Deshalb plädiere ich dafür, dass wir eine Vision entwickeln, die deutlich macht, wohin wir insgesamt wollen. In dieser Vision sind wir nicht frei, weil uns der IPCC ganz klar vorschreibt, was wir machen dürfen und was wir nicht machen dürfen und was welche Folgen nach sich zieht. Innerhalb dieser Vision sollte das möglichst flexibelste und effizienteste System angewendet werden, um auf einem ökonomisch günstigen Pfad, aber nicht auf dem ökonomisch beschwerlichsten Pfad zu den notwendigen Zielen zu gelangen.

Das ist zwar einerseits auch sehr richtig, andererseits muss man die Innovationen auf Lead-Märkten fördern und nicht nur das least-cost-Prinzip im Auge haben.
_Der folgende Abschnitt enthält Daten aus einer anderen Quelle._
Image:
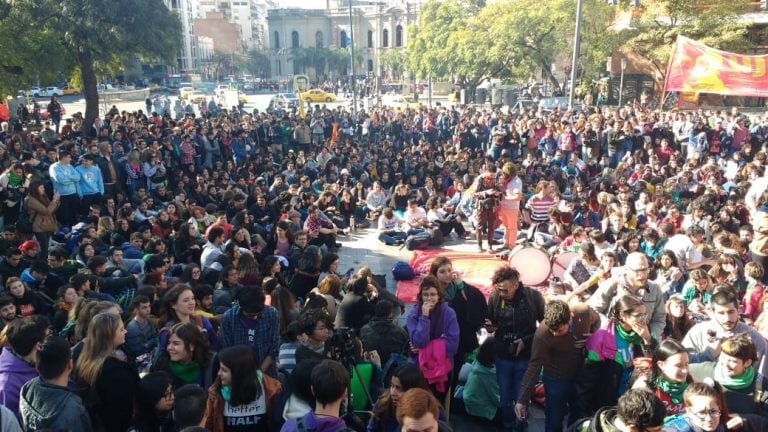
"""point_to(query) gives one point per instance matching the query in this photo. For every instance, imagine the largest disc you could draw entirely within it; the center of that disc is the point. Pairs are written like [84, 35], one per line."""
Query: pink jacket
[435, 364]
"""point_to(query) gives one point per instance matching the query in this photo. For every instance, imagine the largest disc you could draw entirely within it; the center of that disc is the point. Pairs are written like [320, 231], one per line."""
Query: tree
[659, 23]
[513, 40]
[88, 34]
[394, 61]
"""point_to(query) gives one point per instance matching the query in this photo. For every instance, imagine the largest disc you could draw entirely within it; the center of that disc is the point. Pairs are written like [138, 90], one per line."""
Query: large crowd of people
[168, 273]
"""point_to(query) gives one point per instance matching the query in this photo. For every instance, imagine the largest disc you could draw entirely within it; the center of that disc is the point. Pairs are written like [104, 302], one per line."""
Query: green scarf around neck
[629, 336]
[452, 289]
[737, 382]
[187, 372]
[673, 389]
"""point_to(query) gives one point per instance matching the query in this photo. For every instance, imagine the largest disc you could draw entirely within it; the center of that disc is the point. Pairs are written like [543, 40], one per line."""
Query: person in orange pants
[509, 211]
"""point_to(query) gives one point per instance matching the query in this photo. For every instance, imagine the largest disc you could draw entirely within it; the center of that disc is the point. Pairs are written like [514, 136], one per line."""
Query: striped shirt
[539, 207]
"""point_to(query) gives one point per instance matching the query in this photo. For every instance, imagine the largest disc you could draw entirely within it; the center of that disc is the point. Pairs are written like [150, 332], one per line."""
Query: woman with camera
[513, 310]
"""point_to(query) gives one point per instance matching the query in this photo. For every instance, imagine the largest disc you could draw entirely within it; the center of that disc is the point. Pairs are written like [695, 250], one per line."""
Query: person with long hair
[405, 377]
[668, 377]
[241, 395]
[179, 307]
[186, 356]
[610, 353]
[679, 321]
[509, 211]
[109, 385]
[330, 289]
[704, 410]
[430, 324]
[42, 214]
[154, 404]
[466, 300]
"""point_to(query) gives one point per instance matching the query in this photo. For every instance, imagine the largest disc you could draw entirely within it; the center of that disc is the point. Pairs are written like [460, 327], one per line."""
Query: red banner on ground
[697, 68]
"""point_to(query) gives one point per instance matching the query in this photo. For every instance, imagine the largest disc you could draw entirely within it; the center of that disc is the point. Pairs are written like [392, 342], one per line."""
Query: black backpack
[421, 240]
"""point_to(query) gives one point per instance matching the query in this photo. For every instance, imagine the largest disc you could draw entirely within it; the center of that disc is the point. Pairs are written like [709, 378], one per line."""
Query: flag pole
[665, 94]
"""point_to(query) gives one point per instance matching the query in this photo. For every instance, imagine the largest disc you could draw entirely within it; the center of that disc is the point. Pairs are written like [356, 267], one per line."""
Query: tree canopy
[659, 22]
[512, 40]
[61, 35]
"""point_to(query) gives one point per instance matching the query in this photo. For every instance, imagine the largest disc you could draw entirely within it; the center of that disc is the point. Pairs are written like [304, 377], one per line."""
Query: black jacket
[382, 335]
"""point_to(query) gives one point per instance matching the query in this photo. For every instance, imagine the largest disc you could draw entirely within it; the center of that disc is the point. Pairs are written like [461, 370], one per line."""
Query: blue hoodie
[90, 181]
[313, 423]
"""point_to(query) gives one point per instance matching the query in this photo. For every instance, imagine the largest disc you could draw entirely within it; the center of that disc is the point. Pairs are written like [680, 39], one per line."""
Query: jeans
[510, 373]
[391, 238]
[562, 399]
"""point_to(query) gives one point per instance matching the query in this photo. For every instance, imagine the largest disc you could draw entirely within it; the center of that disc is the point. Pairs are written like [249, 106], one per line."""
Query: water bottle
[554, 285]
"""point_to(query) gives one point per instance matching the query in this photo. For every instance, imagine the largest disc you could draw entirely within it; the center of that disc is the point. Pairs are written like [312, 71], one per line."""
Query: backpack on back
[403, 271]
[422, 240]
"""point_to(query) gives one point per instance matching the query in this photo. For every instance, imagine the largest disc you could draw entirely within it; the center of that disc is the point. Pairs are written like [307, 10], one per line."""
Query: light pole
[576, 49]
[352, 58]
[621, 80]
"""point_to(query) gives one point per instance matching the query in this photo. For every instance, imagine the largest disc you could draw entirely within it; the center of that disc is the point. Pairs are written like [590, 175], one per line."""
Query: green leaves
[511, 40]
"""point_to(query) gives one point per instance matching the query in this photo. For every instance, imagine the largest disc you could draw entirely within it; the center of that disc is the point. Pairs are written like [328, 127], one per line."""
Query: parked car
[69, 90]
[317, 95]
[549, 104]
[288, 100]
[196, 96]
[524, 105]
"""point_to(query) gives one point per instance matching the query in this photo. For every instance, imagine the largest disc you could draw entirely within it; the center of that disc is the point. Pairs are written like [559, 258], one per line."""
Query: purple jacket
[313, 423]
[441, 323]
[14, 373]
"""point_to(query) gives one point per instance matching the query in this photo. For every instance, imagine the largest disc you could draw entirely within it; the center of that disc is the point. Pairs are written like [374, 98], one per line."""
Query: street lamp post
[576, 49]
[352, 58]
[621, 80]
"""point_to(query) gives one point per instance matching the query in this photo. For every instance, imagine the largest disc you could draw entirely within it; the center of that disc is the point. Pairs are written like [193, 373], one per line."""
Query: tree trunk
[546, 69]
[90, 91]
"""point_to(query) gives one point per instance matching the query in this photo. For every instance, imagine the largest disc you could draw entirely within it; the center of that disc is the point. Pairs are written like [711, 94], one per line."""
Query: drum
[561, 262]
[533, 265]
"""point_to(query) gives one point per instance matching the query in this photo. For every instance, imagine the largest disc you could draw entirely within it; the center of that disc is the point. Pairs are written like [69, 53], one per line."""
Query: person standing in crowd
[46, 401]
[109, 384]
[509, 211]
[90, 187]
[17, 361]
[487, 194]
[65, 179]
[557, 348]
[42, 213]
[434, 334]
[513, 310]
[633, 282]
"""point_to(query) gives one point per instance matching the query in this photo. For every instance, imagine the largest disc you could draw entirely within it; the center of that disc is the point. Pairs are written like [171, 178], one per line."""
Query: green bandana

Ich glaube, es ist vernünftig, hierbei im Auge zu behalten, wohin wir müssen, um unserem globalen System nicht einen zu großen Schaden zuzufügen, um uns bei der Auswahl der einzelnen Unterwege nicht völlig im Unterholz zu verzetteln und um zu vermeiden, auf einen falschen Akzent vielleicht viel zu viel Kraft und Wert zu legen. Meine Damen und Herren, deshalb ist es so wichtig, dass Sie das miteinander diskutieren.“

Auch das ist natürlich immer richtig. Aber wie sagte ihr Ziehvater: Entscheidend ist, was hinten rauskommt. Und das ist bisher leider, leider zuwenig gute Klimapolitik und viel zuviel CO2.